Moreover, often times the people making these third-rail arguments are hurting their own cause - such as AmberPaw today, over at BMG. Amber argues that MSPCA is overpaying its employees by a lot. The news will surely cost a lot of donations to MSPCA over the course of this year - perhaps millions. The result? Even more people will be laid off, more clinics could be shuttered and, most important of all, more dogs and cats will be homeless and without anyone to care for them or find them permanent families. This is what it means to shoot your own leg.

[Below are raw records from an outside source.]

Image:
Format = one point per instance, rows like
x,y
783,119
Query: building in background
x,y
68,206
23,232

All for an organization that applies over 90% of its funds directly toward caring for the dogs and cats, not administrative costs. In nonprofits, 90% is the gold standard - heck, 80% is considered good. It doesn't get much better than 90%. So, for this cause that's so important and already underfunded, it's going to get hit even worse, all because supporters were supplying an irrational amount of anger at salaries which are in fact middling for the industry and could have been dealt with in a way that wouldn't have hurt the pets (such as a few big donors signing a letter asking the top-paid employees take a 10-20% pay cut in this economy, to spare a few jobs from being laid off).

1 comment:

Anonymous said...

MSCPA has only provided one tax return for Charity Navigator to exam - see the article below on the rampant evasion of transparency most charities employ to get a high rating. Just like the credit agencies that rated all the Wall Street forms triple A, Charity Navigator needs more than one tax return for me to beleive all is up and up!

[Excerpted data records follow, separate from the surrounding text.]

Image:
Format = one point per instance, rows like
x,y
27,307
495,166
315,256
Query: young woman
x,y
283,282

Using publicly available tax returns (IRS Form 990) filed with the Internal Revenue Service, the Charity Navigator rating system bases its evaluations in two broad areas — organizational efficiency and organizational capacity. Based on how the charity rates in each of the two areas, it is assigned an overall rating, ranging from zero to four stars. To help donors avoid becoming victims of mailing-list appeals, each assessment of a charity's finances is accompanied by a review of its commitment to keeping donors' personal information confidential.

However, the IRS Form 990 categorizes a charity's expenditures into three broad categories that are open to accounting manipulation. The nonprofit sector does not have the strict financial regulation and transparency required from public corporations (under the Securities Act of 1933, the Securities Exchange Act of 1934, and the Sarbanes-Oxley Act, among others), creating limitations on how accurately a charity's efficiency can be graded based on a tax return.

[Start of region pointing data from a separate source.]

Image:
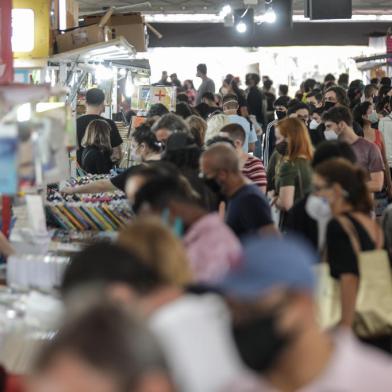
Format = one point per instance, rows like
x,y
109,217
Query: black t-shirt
x,y
81,125
248,211
299,222
255,104
96,161
341,256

This methodology was criticized in an article in the Stanford Social Innovation Review for taking into account only a single year's IRS Form 990.[3] This can lead to significant fluctuation in the ranking of a charity from year to year.[3] Also, the focus on the IRS Form 990 has itself been criticized, as the accuracy and reliability of IRS Form 990 data is questionable.[4] Particularly relevant to Charity Navigator's methodology is that 59% of the 58,000 charities receiving public donations in 1999 failed to report any fundraising expenditures, illustrating a potential problem with relying upon IRS Form 990 figures alone when analyzing an organization.[4]

As of December 2007, Charity Navigator would recommend donors support concerns that meet six criteria:[5]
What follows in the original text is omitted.